Wziął tacę i usiadł obok mnie. Usiadłam i wzięłam jeden talerz.

   - Dla ciebie burger wołowy a dla mnie burger z jajkiem - chciałam wsiąść gryz, ale chłopak dziwnie na mnie patrzył - Co?

   - Skarbie? Sama to zrobiłaś? - podniósł brew do góry

   - Tak, bo jest za duże zamieszanie - powiedziałam - Nie otruje cię, jakoś w akademiku głównie to ja wyżywiałam głodnych studentów!

Chłopak jeszcze raz przeanalizował jedzenie. Wzruszyłam ramionami. Jak nie chce jeść to jego strata. Wzięłam gryza i zaczęłam przeżuwać. Nawet dobre mi wyszły!

   - Jutro idziemy do Sebastiana - odparł Jeff

   - Kto to? - zapytałam popijając jedzenie herbatą

   - Lekarz - wziął gryza

   - Co?! - prawie się zaksztusiłam - Czemu?!

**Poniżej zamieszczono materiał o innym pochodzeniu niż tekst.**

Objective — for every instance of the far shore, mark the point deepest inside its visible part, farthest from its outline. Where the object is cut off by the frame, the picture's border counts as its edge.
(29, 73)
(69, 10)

Zaczął chwilę przeżuwać jedzenie, gdy ja czekałam na jego odpowiedź.

   - Ale to dobre! Nie wiedziałem, że tak dobrze gotujesz! - zachwycał się

   - Odpowiedz mi na pytanie! - zdenerwowałam się

   - Jakie? - zmroziłam go wzrokiem - Po co do lekarza? Żartujesz?! Ty zemdlałaś! ZEMDLAŁAŚ! - oburzył się, lecz po chwili swoją ciepłą dłoń położył ma moim policzku i zaczął go gładzić kciukiem - Martwię się...

Patrzyłam na niego z wytrzeszczem. No ale przecież nic mi nie jest! Dobrze się czuje!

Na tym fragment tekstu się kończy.